Yemen war: Saudis to probe children bus deaths air strike
- Author: Rogelio Becker Aug 10, 2018,
Aug 10, 2018, 22:55
The Saudi-led coalition intervened in the conflict in Yemen in 2015, in an attempt to restore the internationally recognised government to power after it was driven out by Houthi rebels in the capital.
Coalition spokesman Col. Turki al-Malki defended the attack on Saada on Thursday as a "legitimate military action" and blamed the Houthis for recruiting children and using them in the battlefields to cover for their actions.
"Parties to the conflict and those who have influence over them, including Security Council members, can and should choose to end this catastrophe for the sake of Yemen's children", Mrs Fore said.
The council did not specify in the agreed statement to the press that the investigation should be independent - a demand that United Nations secretary general António Guterres made in a statement condemning the attack on Thursday.
Saudi warplanes struck Houthi positions in Yemen in retaliation for a missile attack in Jizan which killed one civilian on Thursday.
The World Health Organisation (WHO) representative in Yemen, Nevio Zagaria, said it has deployed emergency supplies.
USA and other Western powers provide arms and intelligence to the alliance, and human rights groups have criticised them over coalition air strikes that have killed hundreds of civilians at hospitals, schools and markets. "The attack on civilians is not acceptable".

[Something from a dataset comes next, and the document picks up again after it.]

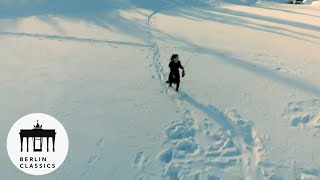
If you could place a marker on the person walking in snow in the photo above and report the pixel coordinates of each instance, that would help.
(174, 76)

It was unclear how numerous dead in total were children and how many air strikes were carried out in the area, in northern Yemen, near the border with Saudi Arabia.
"We closely coordinate with them", State Department spokeswoman Heather Nauert said.
Hussain al Bukhaiti joins TRT World from Sanaa, and explains why the civilian casualty count of the latest Saudi air strike was so high.
Houthi spokesperson Mohammed Abdul-Salam said the coalition showed "clear disregard for civilian life" as the attack had targeted a crowded public place in the city.
A senior official in the Arab Coalition backing legitimacy in Yemen has said that the leadership of the coalition has seen what the media and some of the sites of relief organizations operating in Yemen have reported about the Saada incident.
It was not immediately clear whether the bus was the target of the air strike, but coalition spokesman Col Turki al-Malki said the attack was "a legitimate military action, conducted in conformity with worldwide humanitarian law".
The coalition said Wednesday's attack brought the tally of rebel missiles launched since 2015, the year it joined the Yemeni government's fight against the rebels, to 165. The coalition said it had intercepted and destroyed the missile but its fragments killed one person and wounded 11 others in Saudi's southwestern border region of Jizan.
The Houthi-controlled health ministry said almost 30 children were killed. "Are they part of the elements responsible for the attack [last night], I think that question should be asked of the Houthi and they need to answer it".
Saada has come under strikes from the coalition as the mountainous province makes battles hard for pro-government ground troops.
The Yemen war has killed more than 10,000 people, displaced more than two million and driven the country to the verge of starvation, according to the United Nations.